Тюрин преждевременно обрадовался тому, что для него неожиданно открылась возможность отомстить чужими руками за своё недавнее фиаско. И он опрометчиво попытался подначить эту безбашенную девку на то, чтобы она сделала отбивную из наглого малька.
Но тут выяснилось, что тот оказался её братом. И он, Пантелеймон Тюрин, вместо того, чтобы получить удовольствие от свершившейся мести, был этой оторвой публично унижен.
Драться с ней, само собой, дураков нет. Он прекрасно отдавал себе отчёт в том, что не продержится против неё и минуты. Ибо она уже Новик, а он только в мае взял Ученика, да и то, с превеликим трудом. Но душа требовала мести… А тут ещё его ручные шакалы не по делу развыступались:
— Ну что, Пан, умыла нас эта девка? —один из братьев Салтановых рискнул сыпануть чепотку соли на свежие душевные раны вожака, — я понимаю, что против неё мы пока не тянем, но щегла-то этого, братца ейного, мы же достать по-любому сможем?
— Братца ейного достать мы, конечно, можем, — зло процедил сквозь зубы Тюрин, — но надо только всё обставить так, что он, типа, как бы сам напросился, тогда и к нам никаких вопросов не будет. И вот тут надо хорошенько подумать, смекаешь? — и он вопросительно посмотрел на Константина Салтанова, инициировавшего обсуждение этой щекотливой темы.
— А как мы это обставить-то можем? — начал недоумевать Костя. Вообще, мыслительная деятельность, это не его конёк. Ему бы чего попроще, например, над каким-нибудь слабаком поиздеваться… Тут он да, тут он может развернуться на полную катушку… А думать, это не его, от мыслей голова болеть начинает.

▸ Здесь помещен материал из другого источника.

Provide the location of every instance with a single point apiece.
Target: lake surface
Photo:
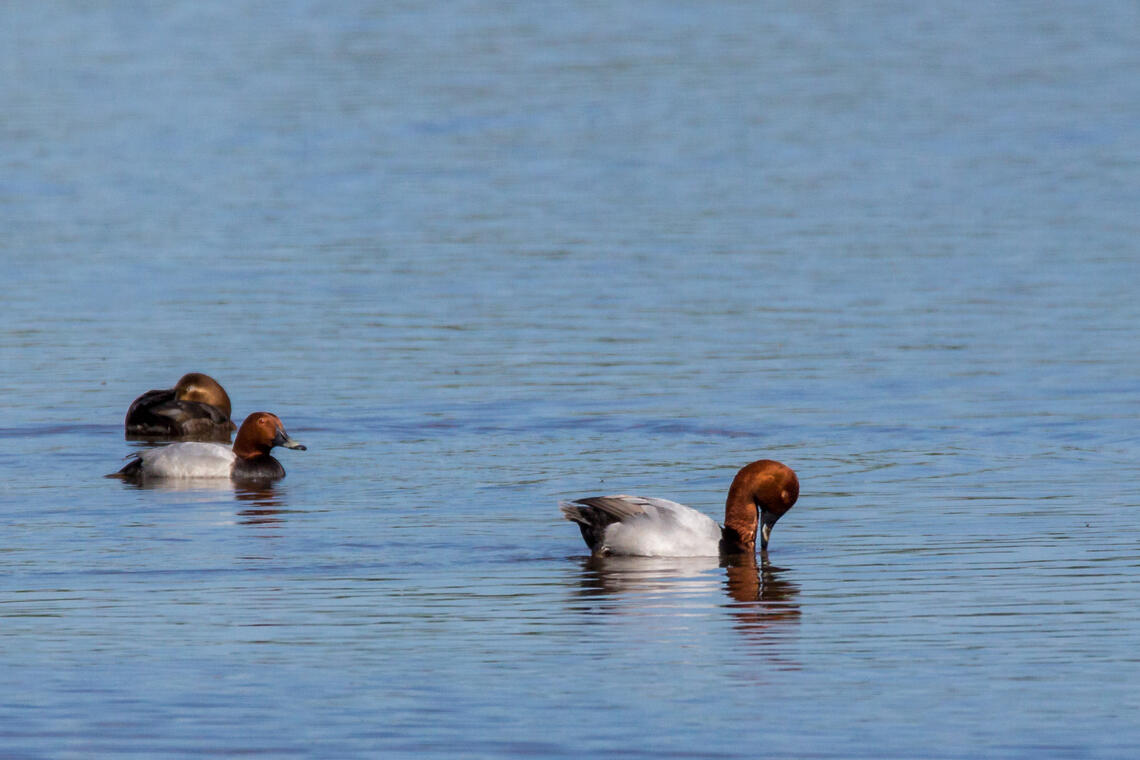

— Слушай сюда, — начал Тюрин, отыгрывая мудрого вожака стаи, — даже ёжику понятно, что необходимо показательно отметелить этого сопляка, пока весь первый курс страх окончательно не потерял. Но тут надо подойти с умом. Единственный способ его проучить так, чтобы сеструха сразу за него не вписалась и нам не помешала, это дуэль. А потом постараемся и с ней как-то краями разойтись, — тут уверенности в его голосе заметно поубавилось.
— А кто его на дуэль вызывать будет? — снова спросил Костя. Его брат и остальные шакалята в меру своих способностей старались вникать в детали формирующегося плана, а потому в их глазах ясно читался невысказанный вопрос — кого же из них кинут под танк?
— Нее, — протянул с претензией на значительность Пантелеймон, — никто его вызывать не будет.
— Как это? А как же дуэль? — продолжал тупить Костя, — если дуэль, то вызывать же надо…
— Надо, — с усмешкой передразнил его Пантелеймон, — только мы должны сделать так, чтобы не мы его вызывали, а он кого-нибудь из нас вызвал. Ну, или что-то типа того…
— А зачем? — Костя явно не выспался. Ну, или приболел. Иначе нельзя объяснить, почему он так тормозит и не может понять простейшей вещи…
— А затем, дурья твоя голова, — Тюрин сейчас ощущал своё подавляющее интеллектуальное превосходство над недалёким Костей, и это ощущение доставляло ему неподдельное удовольствие, — что в этом случае получится, что он сам на дуэль нарвался… Понял?
— Круто ты придумал! — это второй Салтанов, Епифан, сполна использовал подвернувшуюся возможность подлизаться к Тюрину.
— Отож! — довольно крякнул падкий на грубую лесть Пантелеймон, — слушайте меня ушами! Поступим следующим образом…
И он пустился излагать детали своего, как он думал, гениального плана. Не сказать, правда, что план был уж очень утончённым и коварным, но выглядел вполне себе рабочим.
Его шестёрки слушали внимательно, по ходу дела задавали вполне дельные вопросы, которые помогали устранять незначительные шероховатости в планировании предстоящей акции. И даже Костя перестал так люто тормозить.
В конце концов, всё было согласовано, роли распределены, и стая, разом оторвав задницы от скамеек, вывалилась из беседки и отправилась мстить за понесённый моральный и физический ущерб…
Мы с Филиппом добрались до четвёртого корпуса за десять минут, так что без спешки зашли в аудиторию, и, без каких либо колебаний и обсуждений, направились к предпоследнему столу в ряду около окон.